Since we have 2 seperately sorted array in this question, to find the middle value is somewhat complicated. However, keep in mind that we do not care about the actual value of the numbers, what we want is the middle point from the combination of 2 arrays. In other words, we are looking for the middle index of the 2 arrays. Thus approach like binary search could be employed.

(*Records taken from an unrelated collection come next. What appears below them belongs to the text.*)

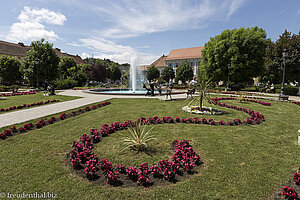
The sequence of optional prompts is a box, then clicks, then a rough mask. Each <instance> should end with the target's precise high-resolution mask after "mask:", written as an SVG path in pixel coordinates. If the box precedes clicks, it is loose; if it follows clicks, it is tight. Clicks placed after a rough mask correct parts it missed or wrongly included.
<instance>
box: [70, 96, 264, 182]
mask: <svg viewBox="0 0 300 200" xmlns="http://www.w3.org/2000/svg"><path fill="white" fill-rule="evenodd" d="M213 100H214V102H215V103H216V104H218V105H220V106H224V107H227V108H231V109H236V110H240V111H243V112H246V113H248V114H249V115H250V117H248V118H246V119H245V120H244V121H242V120H240V119H234V120H232V121H228V122H224V121H222V120H220V121H219V122H215V121H214V120H213V119H208V120H207V119H206V118H202V119H199V118H198V117H195V118H188V119H185V118H180V117H175V118H173V117H171V116H166V117H163V118H161V119H160V118H159V117H158V116H155V117H149V118H146V117H140V118H138V119H137V120H135V121H131V120H129V121H125V122H124V123H120V122H115V123H111V124H110V125H108V124H104V125H103V126H102V127H101V129H100V130H99V131H98V130H97V129H91V130H90V135H89V136H88V135H87V134H85V133H84V134H83V135H82V136H81V137H80V142H77V141H76V140H75V141H74V142H73V146H72V148H73V149H72V151H71V152H70V153H69V154H68V158H69V163H70V165H71V166H72V167H73V168H74V169H76V170H78V171H79V172H78V173H80V174H83V173H85V174H86V177H87V178H88V179H90V180H96V179H101V177H102V179H103V180H106V181H107V183H109V184H112V185H120V184H121V185H122V184H123V182H124V179H122V178H120V177H121V174H123V175H125V177H127V178H129V179H130V180H132V181H134V182H137V183H138V184H139V185H144V186H145V185H148V184H149V182H150V176H151V177H153V178H156V177H163V179H165V180H168V181H174V180H175V179H176V176H177V175H178V173H182V171H184V172H188V173H190V172H192V169H193V168H194V167H195V166H196V165H197V164H200V163H201V161H200V156H199V155H197V154H196V153H195V152H194V150H193V149H192V147H191V146H190V145H189V142H188V141H186V140H183V141H178V140H176V141H174V145H173V146H174V152H175V154H174V155H173V157H172V160H171V161H169V160H161V161H159V163H158V164H155V165H153V166H151V167H148V163H142V164H141V165H140V167H139V168H137V167H134V166H130V167H129V168H126V167H125V166H123V165H121V164H119V165H113V163H111V162H109V161H108V159H107V158H105V159H103V160H101V161H100V160H99V159H98V157H97V155H96V154H94V153H93V147H94V144H96V143H98V142H100V141H101V140H102V138H103V137H107V136H109V135H111V134H112V133H115V132H117V131H120V130H124V129H127V128H129V127H130V126H135V124H136V123H141V124H142V125H151V124H163V123H187V124H190V123H191V124H207V125H227V126H235V125H247V124H259V123H261V122H263V121H265V119H264V115H262V114H259V113H258V112H254V111H253V110H252V109H249V110H248V109H246V108H240V107H237V106H232V105H228V104H225V103H220V102H218V101H219V100H221V99H218V98H215V99H213ZM188 155H189V156H188ZM114 166H115V167H114ZM116 166H117V167H116ZM100 170H101V173H100ZM104 178H105V179H104ZM123 178H124V177H123Z"/></svg>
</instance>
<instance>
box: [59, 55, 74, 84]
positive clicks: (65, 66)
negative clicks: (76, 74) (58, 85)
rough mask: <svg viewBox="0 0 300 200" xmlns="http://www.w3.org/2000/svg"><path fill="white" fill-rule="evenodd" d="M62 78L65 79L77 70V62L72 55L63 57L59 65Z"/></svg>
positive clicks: (60, 60) (61, 59) (62, 78)
mask: <svg viewBox="0 0 300 200" xmlns="http://www.w3.org/2000/svg"><path fill="white" fill-rule="evenodd" d="M58 67H59V73H60V78H62V79H64V78H67V77H68V76H70V73H71V72H74V71H75V72H77V64H76V62H75V60H74V59H73V58H71V57H67V56H66V57H63V58H62V59H61V60H60V63H59V65H58Z"/></svg>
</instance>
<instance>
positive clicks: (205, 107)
mask: <svg viewBox="0 0 300 200" xmlns="http://www.w3.org/2000/svg"><path fill="white" fill-rule="evenodd" d="M203 108H204V110H200V109H199V106H184V107H182V110H183V111H185V112H188V113H194V114H202V115H223V114H224V112H223V111H222V110H218V109H216V108H212V107H206V106H203Z"/></svg>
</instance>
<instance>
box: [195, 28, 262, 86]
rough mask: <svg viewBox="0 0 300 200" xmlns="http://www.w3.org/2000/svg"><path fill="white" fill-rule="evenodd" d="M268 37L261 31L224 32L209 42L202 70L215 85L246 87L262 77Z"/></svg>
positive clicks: (221, 33) (256, 30)
mask: <svg viewBox="0 0 300 200" xmlns="http://www.w3.org/2000/svg"><path fill="white" fill-rule="evenodd" d="M265 48H266V33H265V31H264V30H263V29H261V28H258V27H253V28H240V29H233V30H225V31H223V32H222V33H221V34H220V35H217V36H215V37H212V38H210V41H208V42H207V43H206V44H205V48H204V49H203V50H202V59H201V64H200V67H201V68H206V69H207V73H208V75H209V76H212V75H213V76H214V81H220V80H227V75H228V64H230V66H231V69H230V72H229V73H230V80H231V81H232V82H235V83H247V82H248V81H249V80H250V79H252V78H253V77H258V76H260V75H261V74H262V73H263V66H264V59H263V56H264V55H265Z"/></svg>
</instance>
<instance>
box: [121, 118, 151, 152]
mask: <svg viewBox="0 0 300 200" xmlns="http://www.w3.org/2000/svg"><path fill="white" fill-rule="evenodd" d="M152 129H153V127H152V128H151V129H149V130H148V131H147V130H146V126H145V125H143V126H142V124H141V123H136V124H135V126H131V127H130V128H128V129H127V130H126V131H127V133H128V134H129V136H127V137H126V138H124V140H123V142H124V144H125V146H126V147H125V149H128V148H129V149H133V150H135V151H138V152H140V151H144V150H145V149H147V148H148V143H149V142H150V141H151V140H155V139H156V138H154V137H153V134H151V133H150V131H151V130H152Z"/></svg>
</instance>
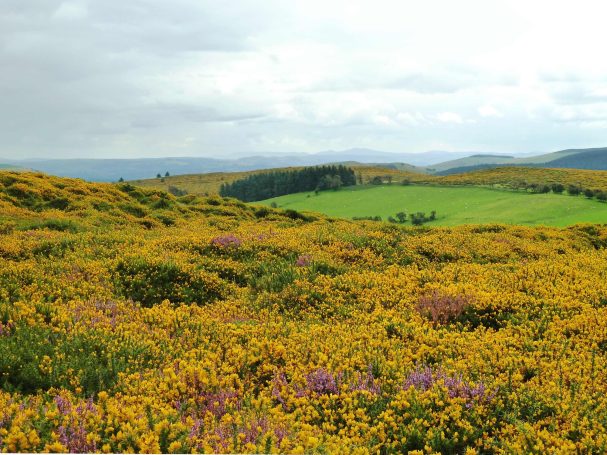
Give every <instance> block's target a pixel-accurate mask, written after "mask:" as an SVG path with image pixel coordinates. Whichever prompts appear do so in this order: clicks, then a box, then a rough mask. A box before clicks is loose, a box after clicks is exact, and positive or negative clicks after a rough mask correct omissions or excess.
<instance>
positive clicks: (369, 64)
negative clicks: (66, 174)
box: [0, 0, 607, 157]
mask: <svg viewBox="0 0 607 455" xmlns="http://www.w3.org/2000/svg"><path fill="white" fill-rule="evenodd" d="M2 1H3V4H2V5H3V6H2V8H1V9H0V41H1V42H2V43H4V46H0V67H1V68H2V72H0V91H1V92H2V93H3V102H2V103H0V157H2V156H6V157H8V156H9V155H10V156H13V157H14V156H15V154H17V156H18V157H32V156H43V155H47V156H53V157H58V156H111V155H113V156H141V155H152V154H153V155H156V156H160V155H165V156H166V155H171V154H181V155H184V154H191V155H200V154H203V155H204V154H206V155H212V154H218V153H221V154H229V153H235V152H238V153H241V154H242V153H245V152H252V153H253V152H265V151H275V152H293V151H304V152H313V151H318V150H323V149H327V148H337V147H344V148H349V147H357V146H368V147H372V148H376V149H386V150H395V151H396V150H403V151H422V150H424V149H426V148H437V147H442V148H450V149H459V150H472V149H479V150H480V151H488V152H489V151H506V152H511V151H512V150H521V151H522V150H533V151H537V150H546V151H548V150H554V149H558V148H567V147H571V146H580V145H605V144H604V140H605V139H604V131H601V128H603V127H604V123H605V121H606V119H607V115H606V112H605V103H607V88H606V87H607V86H606V85H605V81H607V60H606V59H603V58H601V55H602V54H603V49H602V48H603V42H604V39H603V36H602V35H603V31H602V30H603V28H604V27H603V24H602V21H603V18H604V17H605V16H606V15H607V6H606V5H603V4H602V3H599V2H596V1H590V0H580V2H579V3H576V4H573V3H571V2H560V1H557V2H548V1H547V0H537V1H534V2H532V4H530V3H529V2H528V1H523V0H495V1H493V2H485V1H482V0H462V1H460V2H448V1H446V0H428V1H426V2H394V1H389V0H377V1H375V2H364V1H362V0H336V1H333V2H326V1H324V0H322V1H321V0H309V1H307V2H281V1H279V0H268V1H266V2H259V1H256V0H241V1H239V2H229V4H228V3H225V4H224V3H218V2H212V1H200V0H174V1H173V2H170V3H168V2H164V1H161V0H132V1H128V2H126V1H123V0H103V1H98V2H93V1H87V0H69V1H67V0H66V1H61V0H28V1H27V2H25V1H23V0H2ZM470 11H474V12H475V13H474V14H470ZM548 13H549V14H548ZM547 15H549V20H547ZM475 118H476V119H479V118H487V119H491V121H484V122H480V121H479V123H475V122H474V119H475ZM515 129H516V130H517V131H519V132H520V133H521V134H517V135H516V136H514V135H512V134H511V132H512V131H513V130H515Z"/></svg>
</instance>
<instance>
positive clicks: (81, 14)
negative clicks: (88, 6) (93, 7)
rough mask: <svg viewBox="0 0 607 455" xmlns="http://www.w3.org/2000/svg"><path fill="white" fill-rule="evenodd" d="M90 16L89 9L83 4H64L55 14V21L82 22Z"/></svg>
mask: <svg viewBox="0 0 607 455" xmlns="http://www.w3.org/2000/svg"><path fill="white" fill-rule="evenodd" d="M87 15H88V8H87V7H86V5H85V4H84V3H82V2H75V1H69V2H63V3H61V5H60V6H59V8H57V10H56V11H55V13H54V14H53V19H59V20H68V21H71V20H80V19H84V18H85V17H86V16H87Z"/></svg>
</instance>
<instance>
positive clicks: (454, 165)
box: [429, 148, 607, 175]
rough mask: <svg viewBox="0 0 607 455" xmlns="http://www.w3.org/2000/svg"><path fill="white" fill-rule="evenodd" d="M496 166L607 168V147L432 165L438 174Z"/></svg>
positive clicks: (471, 160) (591, 168)
mask: <svg viewBox="0 0 607 455" xmlns="http://www.w3.org/2000/svg"><path fill="white" fill-rule="evenodd" d="M496 166H531V167H533V166H535V167H547V168H571V169H591V170H607V148H594V149H568V150H561V151H558V152H553V153H547V154H543V155H536V156H531V157H525V158H517V157H499V156H487V155H475V156H473V157H467V158H461V159H458V160H453V161H447V162H444V163H440V164H438V165H435V166H432V169H429V170H430V171H432V172H434V173H435V174H437V175H450V174H457V173H463V172H470V171H475V170H480V169H488V168H493V167H496Z"/></svg>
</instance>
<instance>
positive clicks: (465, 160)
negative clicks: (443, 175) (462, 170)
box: [428, 155, 515, 174]
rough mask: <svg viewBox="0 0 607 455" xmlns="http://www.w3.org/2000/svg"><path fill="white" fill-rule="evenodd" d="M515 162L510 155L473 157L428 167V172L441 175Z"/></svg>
mask: <svg viewBox="0 0 607 455" xmlns="http://www.w3.org/2000/svg"><path fill="white" fill-rule="evenodd" d="M514 160H515V157H514V156H510V155H472V156H467V157H464V158H459V159H456V160H450V161H444V162H442V163H438V164H435V165H432V166H429V167H428V172H431V173H436V174H440V173H442V172H445V171H449V170H452V169H467V168H474V167H477V166H489V165H494V164H507V163H512V162H513V161H514Z"/></svg>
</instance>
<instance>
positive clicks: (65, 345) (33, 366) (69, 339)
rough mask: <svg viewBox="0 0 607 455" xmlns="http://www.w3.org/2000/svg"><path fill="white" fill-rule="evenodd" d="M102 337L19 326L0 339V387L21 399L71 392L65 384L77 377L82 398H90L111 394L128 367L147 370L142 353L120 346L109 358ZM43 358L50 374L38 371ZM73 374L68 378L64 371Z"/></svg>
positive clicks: (145, 353)
mask: <svg viewBox="0 0 607 455" xmlns="http://www.w3.org/2000/svg"><path fill="white" fill-rule="evenodd" d="M110 341H111V340H110V339H109V338H108V337H107V335H103V334H101V333H97V332H94V331H93V332H90V333H87V334H77V335H73V336H72V335H69V334H65V333H57V332H53V331H52V330H51V329H49V328H46V327H40V326H33V327H29V326H26V325H20V326H18V327H16V329H15V330H13V331H12V333H11V334H10V335H8V336H2V337H0V384H1V387H2V388H3V389H4V390H7V391H9V392H12V391H19V392H22V393H26V394H31V393H36V392H37V391H39V390H42V391H46V390H48V389H50V388H51V387H62V388H66V389H68V390H72V391H74V389H75V387H74V385H73V384H72V383H71V381H70V379H71V378H72V377H73V376H76V377H78V379H79V385H80V387H82V394H83V395H85V396H92V395H95V394H97V393H98V392H99V391H101V390H109V389H111V388H112V387H113V386H114V385H115V383H116V381H117V380H118V374H119V373H120V372H123V371H126V370H127V369H128V367H129V365H130V364H135V363H136V364H137V367H141V366H142V365H150V364H151V363H152V362H153V357H152V355H151V354H150V352H149V351H148V350H147V348H144V347H142V346H136V345H134V344H132V343H126V344H124V345H123V346H122V347H121V348H119V350H118V352H116V353H110V352H111V351H110V350H109V349H107V345H109V344H110ZM44 356H47V357H48V359H49V362H50V365H49V366H51V367H52V369H51V370H50V371H49V370H48V369H45V368H44V366H43V365H42V364H43V362H44ZM70 370H71V371H73V372H74V373H70V372H69V371H70Z"/></svg>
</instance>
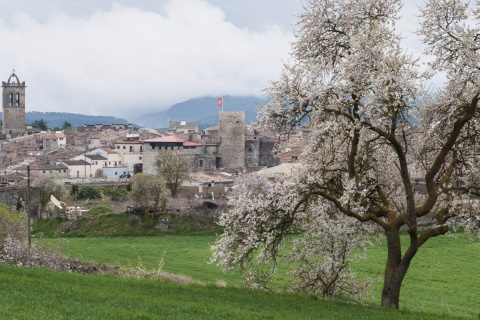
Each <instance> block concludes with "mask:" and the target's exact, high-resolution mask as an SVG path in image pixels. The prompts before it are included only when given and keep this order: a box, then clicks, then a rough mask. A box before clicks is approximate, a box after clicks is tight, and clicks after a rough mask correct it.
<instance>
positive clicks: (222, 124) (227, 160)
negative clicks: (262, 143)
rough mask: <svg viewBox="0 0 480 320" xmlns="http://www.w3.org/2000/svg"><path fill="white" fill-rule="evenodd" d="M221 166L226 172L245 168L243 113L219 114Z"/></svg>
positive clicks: (243, 115)
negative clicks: (226, 171) (224, 168)
mask: <svg viewBox="0 0 480 320" xmlns="http://www.w3.org/2000/svg"><path fill="white" fill-rule="evenodd" d="M220 137H221V142H220V147H219V153H220V156H221V157H222V163H221V166H222V167H223V168H225V169H227V170H238V169H242V168H244V167H245V112H220Z"/></svg>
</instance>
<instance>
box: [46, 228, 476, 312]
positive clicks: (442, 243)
mask: <svg viewBox="0 0 480 320" xmlns="http://www.w3.org/2000/svg"><path fill="white" fill-rule="evenodd" d="M215 239H216V237H215V236H214V235H176V236H154V237H111V238H101V237H100V238H90V237H87V238H68V239H38V240H37V241H38V242H40V243H44V244H45V243H47V244H48V245H49V246H52V247H55V248H56V249H57V250H61V251H62V252H64V253H66V254H67V255H69V256H72V257H76V258H81V259H83V260H87V261H96V262H102V263H105V264H109V265H116V266H123V267H135V266H137V265H138V263H139V261H141V263H142V264H143V265H144V266H145V267H147V268H148V269H156V268H157V267H158V265H159V261H162V262H163V267H162V268H163V270H164V271H165V272H169V273H173V274H178V275H184V276H187V277H190V278H191V279H192V280H193V282H195V283H197V284H200V285H201V286H202V285H203V286H207V287H212V286H213V287H214V286H215V284H217V283H223V284H224V285H226V286H227V287H228V288H229V289H228V290H230V289H234V288H236V287H241V285H242V281H241V277H240V274H239V273H238V272H237V273H235V272H233V273H223V272H222V271H221V270H220V269H219V268H218V267H217V266H215V265H213V264H209V263H208V261H209V259H210V256H211V251H210V246H211V245H212V244H213V243H214V241H215ZM404 240H405V241H406V240H407V239H406V237H405V238H404ZM385 255H386V246H385V243H381V244H379V245H376V246H374V247H371V248H370V249H369V252H368V259H367V260H366V261H360V262H356V263H355V264H354V265H353V267H354V270H355V271H356V272H357V274H358V275H359V276H360V277H362V276H368V277H370V278H372V279H374V280H375V282H374V290H373V295H372V298H371V299H370V300H368V301H367V304H369V305H370V306H378V305H379V304H380V302H379V301H380V293H381V286H382V275H383V268H384V264H385ZM479 262H480V246H479V244H478V243H477V242H471V241H470V239H469V237H468V235H466V234H463V233H458V234H455V235H447V236H441V237H437V238H434V239H431V240H429V241H428V242H427V243H426V244H425V245H424V247H422V248H421V249H420V251H419V253H418V254H417V257H415V259H414V260H413V263H412V265H411V267H410V270H409V271H408V273H407V277H406V279H405V280H404V284H403V287H402V293H401V298H400V308H401V310H403V311H415V312H425V313H429V314H434V315H437V316H442V317H445V316H447V315H448V316H454V317H465V318H471V319H472V318H477V317H478V316H479V315H480V299H479V297H480V268H479V266H478V264H479ZM286 281H287V277H286V275H285V274H284V273H283V274H282V272H280V275H279V278H278V279H277V280H276V282H275V283H274V284H275V286H276V287H277V288H278V291H281V289H282V286H283V285H284V284H285V283H286ZM216 290H217V289H216ZM218 290H223V289H218ZM241 292H243V291H241ZM247 292H248V291H247ZM252 294H259V293H252ZM306 318H308V316H306ZM356 318H357V317H356Z"/></svg>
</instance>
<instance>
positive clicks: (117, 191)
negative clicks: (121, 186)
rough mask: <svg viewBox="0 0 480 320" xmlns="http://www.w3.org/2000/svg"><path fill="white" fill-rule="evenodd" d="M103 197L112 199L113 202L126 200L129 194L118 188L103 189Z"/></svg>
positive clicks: (126, 191)
mask: <svg viewBox="0 0 480 320" xmlns="http://www.w3.org/2000/svg"><path fill="white" fill-rule="evenodd" d="M102 193H103V195H105V196H107V197H110V199H112V200H113V201H120V200H124V199H126V198H127V196H128V192H127V191H126V190H124V189H118V188H102Z"/></svg>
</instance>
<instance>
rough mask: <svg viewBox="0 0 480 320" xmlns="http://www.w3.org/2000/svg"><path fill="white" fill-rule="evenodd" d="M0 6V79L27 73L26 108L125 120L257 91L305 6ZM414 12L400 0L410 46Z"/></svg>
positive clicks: (406, 1)
mask: <svg viewBox="0 0 480 320" xmlns="http://www.w3.org/2000/svg"><path fill="white" fill-rule="evenodd" d="M0 5H1V10H0V39H1V43H2V50H1V51H0V62H1V63H0V79H1V81H7V80H8V77H9V76H10V74H11V73H12V70H15V73H16V75H17V76H18V78H19V79H20V81H22V82H23V81H25V84H26V86H27V89H26V109H27V112H28V111H44V112H49V111H55V112H72V113H81V114H90V115H108V116H117V117H121V118H127V119H128V118H129V117H135V116H138V115H141V114H147V113H152V112H158V111H162V110H165V109H168V108H169V107H170V106H172V105H173V104H175V103H179V102H182V101H186V100H188V99H192V98H196V97H202V96H212V97H221V96H225V95H240V96H246V95H254V96H259V97H260V96H263V89H265V88H266V87H268V86H269V83H270V81H272V80H275V79H278V78H279V76H280V73H281V70H282V66H283V63H284V62H287V61H288V59H289V52H290V48H291V43H292V42H293V41H294V28H295V25H296V21H297V17H298V15H299V14H300V13H301V12H302V1H301V0H116V1H111V0H90V1H71V0H42V1H39V0H15V1H11V0H0ZM412 12H415V1H413V0H407V1H406V4H405V6H404V9H403V13H402V15H403V16H404V18H403V19H402V20H401V23H400V25H399V26H400V28H401V29H402V30H403V29H404V30H405V32H404V33H405V36H406V38H407V39H406V44H407V45H408V46H409V47H410V48H411V50H412V51H416V50H418V48H417V46H418V45H417V43H416V42H415V41H413V40H411V39H413V36H412V35H411V31H412V30H410V29H409V28H412V26H413V25H414V23H412V22H413V21H415V20H414V17H412V16H411V13H412ZM413 28H414V27H413ZM213 101H214V102H215V100H213Z"/></svg>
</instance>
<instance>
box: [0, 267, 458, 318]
mask: <svg viewBox="0 0 480 320" xmlns="http://www.w3.org/2000/svg"><path fill="white" fill-rule="evenodd" d="M0 284H1V288H2V290H0V318H2V319H8V320H10V319H21V320H29V319H49V320H56V319H68V320H73V319H82V320H83V319H188V320H190V319H195V320H197V319H199V320H201V319H209V320H215V319H222V320H224V319H289V320H290V319H291V320H294V319H302V320H304V319H368V320H371V319H373V320H375V319H391V320H397V319H399V320H400V319H402V320H404V319H405V320H410V319H411V320H422V319H425V320H435V319H438V315H434V314H424V313H418V312H409V311H404V310H400V311H398V310H393V309H390V310H387V309H382V308H379V307H370V306H362V305H355V304H348V303H342V302H340V301H335V300H317V299H315V298H314V297H311V296H305V295H294V294H285V293H279V294H269V293H266V292H259V291H251V290H247V289H239V288H221V287H217V286H213V285H198V284H180V283H175V282H171V281H158V280H149V279H133V278H118V277H115V276H112V275H83V274H74V273H65V272H57V271H52V270H48V269H41V268H32V269H29V268H21V267H12V266H3V265H0ZM442 318H443V319H458V318H456V317H450V316H448V315H444V316H442Z"/></svg>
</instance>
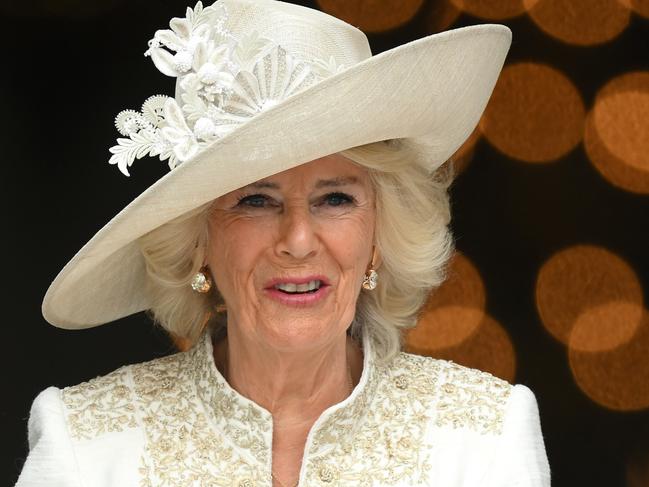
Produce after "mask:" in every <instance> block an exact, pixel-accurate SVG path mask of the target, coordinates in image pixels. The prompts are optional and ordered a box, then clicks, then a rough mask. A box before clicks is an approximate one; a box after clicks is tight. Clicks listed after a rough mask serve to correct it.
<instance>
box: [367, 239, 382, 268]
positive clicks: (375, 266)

Based on the fact that the 2 arrays are sorted seperatedly, we could try to get the submedian of the 2 arrays in each round. Than compare them. And the basic idea is that the left half of the array with a smaller submedian can never contains the common median.
public class Solution {
public double findMedianSortedArrays(int[] nums1, int[] nums2) {
// Deal with invalid corner case.
if (nums1 == null || nums2 == null || nums1.length == 0 || nums2.length == 0) return 0.0;
int m = nums1.length, n = nums2.length;
int l = (m + n + 1) / 2; //left half of the combined median
int r = (m + n + 2) / 2; //right half of the combined median
// If the nums1.length + nums2.length is odd, the 2 function will return the same number
// Else if nums1.length + nums2.length is even, the 2 function will return the left number and right number that make up a median
return (getKth(nums1, 0, nums2, 0, l) + getKth(nums1, 0, nums2, 0, r)) / 2.0;
}
private double getKth(int[] nums1, int start1, int[] nums2, int start2, int k) {
// This function finds the Kth element in nums1 + nums2
// If nums1 is exhausted, return kth number in nums2
if (start1 > nums1.length - 1) return nums2[start2 + k - 1];
// If nums2 is exhausted, return kth number in nums1
if (start2 > nums2.length - 1) return nums1[start1 + k - 1];
// If k == 1, return the first number
// Since nums1 and nums2 is sorted, the smaller one among the start point of nums1 and nums2 is the first one
if (k == 1) return Math.min(nums1[start1], nums2[start2]);
int mid1 = Integer.MAX_VALUE;
int mid2 = Integer.MAX_VALUE;
if (start1 + k / 2 - 1 < nums1.length) mid1 = nums1[start1 + k / 2 - 1];
if (start2 + k / 2 - 1 < nums2.length) mid2 = nums2[start2 + k / 2 - 1];
// Throw away half of the array from nums1 or nums2. And cut k in half
if (mid1 < mid2) {
return getKth(nums1, start1 + k / 2, nums2, start2, k - k / 2); //nums1.right + nums2
} else {
return getKth(nums1, start1, nums2, start2 + k / 2, k - k / 2); //nums1 + nums2.right
}
}
}